Small and medium enterprises (SMEs) in Sri Lanka are set to benefit from the newly established Secured Transactions Registry (STR), which aims to facilitate the use of moveable assets as collateral for loans while ensuring financial stability and fostering economic growth in the country.

With technical assistance from the International Finance Corporation (IFC), the new Secured Transactions Registry Act aims to address legal and operational challenges in the existing law. This is a collective effort led by the Credit Information Bureau (CRIB), in collaboration with the Central Bank of Sri Lanka and the Ministry of Finance.

SMEs comprise more than 75 percent of enterprises while accounting for 45 percent of employment and 52 percent of the country's GDP. Yet they cite access to finance as one of the key obstacles, hindering their growth potential. Against this backdrop, a robust legal framework to register security interests over movables assets will help unlock the full potential of small businesses in Sri Lanka through easier access to loans.

"The enactment of the new law and consequential amendments to 7 related laws is a critical step in developing a fully-fledged secured transaction framework to mortgage moveable assets in Sri Lanka that protects the rights of all types of regulated financial institutions, encouraging them to provide financing secured by moveable collateral," said Pushpike Jayasundera, Director/General Manager, Credit Information Bureau of Sri Lanka (CRIB).

Globally, businesses are restricted from using movable collateral (such as machinery, inventory, accounts receivables, crops, and equipment) to obtain financing because many countries do not have functioning laws and registries to govern secured transactions.

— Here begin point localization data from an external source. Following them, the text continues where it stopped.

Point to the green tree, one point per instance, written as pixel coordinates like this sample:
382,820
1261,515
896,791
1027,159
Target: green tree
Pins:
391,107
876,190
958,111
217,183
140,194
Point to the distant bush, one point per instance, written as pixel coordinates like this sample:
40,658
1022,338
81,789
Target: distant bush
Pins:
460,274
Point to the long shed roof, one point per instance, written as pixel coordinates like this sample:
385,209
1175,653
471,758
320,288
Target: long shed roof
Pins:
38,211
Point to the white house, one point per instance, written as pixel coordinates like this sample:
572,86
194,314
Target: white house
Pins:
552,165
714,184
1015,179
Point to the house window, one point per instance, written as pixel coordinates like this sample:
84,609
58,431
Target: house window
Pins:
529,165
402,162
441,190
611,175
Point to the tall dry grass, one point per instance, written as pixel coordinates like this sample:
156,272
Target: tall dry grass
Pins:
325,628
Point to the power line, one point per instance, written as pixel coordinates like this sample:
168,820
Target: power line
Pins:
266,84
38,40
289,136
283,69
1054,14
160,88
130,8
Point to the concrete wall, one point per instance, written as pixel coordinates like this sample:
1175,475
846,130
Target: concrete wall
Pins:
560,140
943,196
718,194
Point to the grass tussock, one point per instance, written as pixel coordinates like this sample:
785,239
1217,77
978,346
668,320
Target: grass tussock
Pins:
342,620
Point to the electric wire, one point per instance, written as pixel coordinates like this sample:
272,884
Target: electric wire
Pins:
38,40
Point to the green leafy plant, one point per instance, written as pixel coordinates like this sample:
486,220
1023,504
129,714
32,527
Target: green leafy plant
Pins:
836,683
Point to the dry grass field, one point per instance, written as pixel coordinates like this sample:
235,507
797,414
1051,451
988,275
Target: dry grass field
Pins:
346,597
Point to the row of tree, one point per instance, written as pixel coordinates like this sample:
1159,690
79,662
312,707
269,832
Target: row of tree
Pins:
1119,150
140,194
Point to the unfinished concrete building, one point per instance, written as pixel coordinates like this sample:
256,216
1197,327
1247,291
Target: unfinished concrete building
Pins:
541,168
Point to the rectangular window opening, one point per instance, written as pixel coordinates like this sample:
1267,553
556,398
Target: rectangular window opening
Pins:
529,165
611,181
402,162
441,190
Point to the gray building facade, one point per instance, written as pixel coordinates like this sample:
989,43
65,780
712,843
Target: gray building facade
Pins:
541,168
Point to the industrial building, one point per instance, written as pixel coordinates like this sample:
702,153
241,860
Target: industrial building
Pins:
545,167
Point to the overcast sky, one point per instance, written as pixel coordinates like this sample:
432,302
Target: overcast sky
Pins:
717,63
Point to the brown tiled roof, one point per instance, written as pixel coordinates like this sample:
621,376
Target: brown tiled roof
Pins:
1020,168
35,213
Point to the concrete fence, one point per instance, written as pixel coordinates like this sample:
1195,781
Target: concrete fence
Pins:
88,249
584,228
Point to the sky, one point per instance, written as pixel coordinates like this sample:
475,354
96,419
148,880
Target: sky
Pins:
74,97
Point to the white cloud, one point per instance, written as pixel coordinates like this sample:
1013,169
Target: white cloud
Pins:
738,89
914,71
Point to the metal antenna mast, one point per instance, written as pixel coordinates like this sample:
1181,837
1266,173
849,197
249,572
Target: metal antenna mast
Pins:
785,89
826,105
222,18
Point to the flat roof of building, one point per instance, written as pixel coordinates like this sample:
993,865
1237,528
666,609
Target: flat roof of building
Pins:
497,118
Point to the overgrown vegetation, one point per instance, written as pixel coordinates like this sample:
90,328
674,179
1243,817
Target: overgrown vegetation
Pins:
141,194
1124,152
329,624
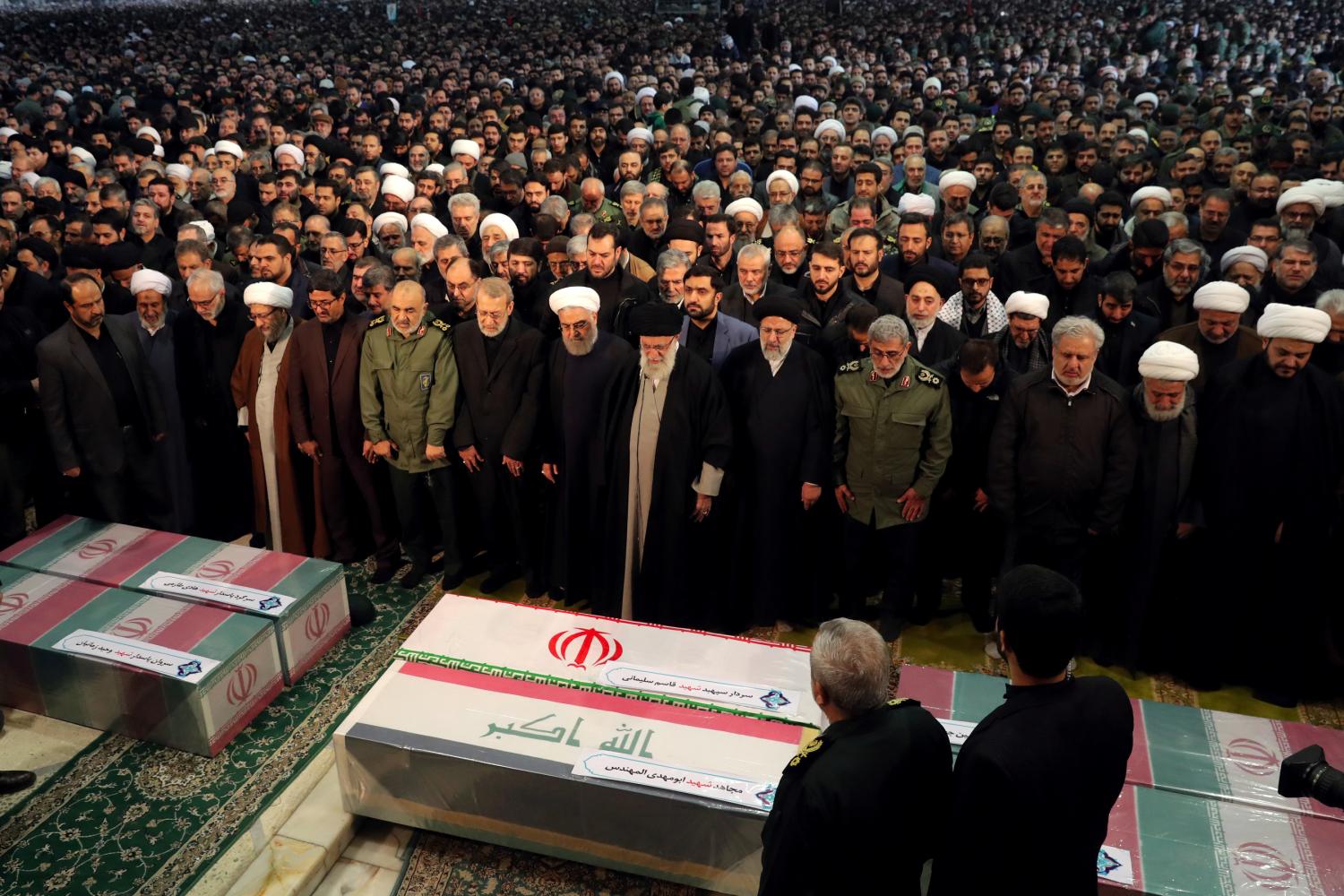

Secured transactions reform is also an avenue that can help encourage women—they are more likely to have movable assets to pledge—to start or expand a business.

"An effective credit infrastructure is key to strengthening Sri Lanka's financial sector. IFC assisted CRIB in drafting the new law, which incorporated several rounds of consultations and expert input, thus ensuring that small businesses and entrepreneurs with few fixed assets can obtain the financing they need to thrive. We greatly appreciate the perseverance and commitment of all the stakeholders to see this legislation come to fruition," said Alejandro Alvarez de la Campa, IFC Country Manager for Sri Lanka and Maldives.

IFC's efforts to improve access to finance and foster inclusion in Sri Lanka span across several initiatives. Apart from supporting secured transactions regimes, IFC helped the Central Bank of Sri Lanka launch the country's first national financial inclusion strategy and develop a financial literacy roadmap, strengthening financial consumer protection and increasing the uptake of digital finance.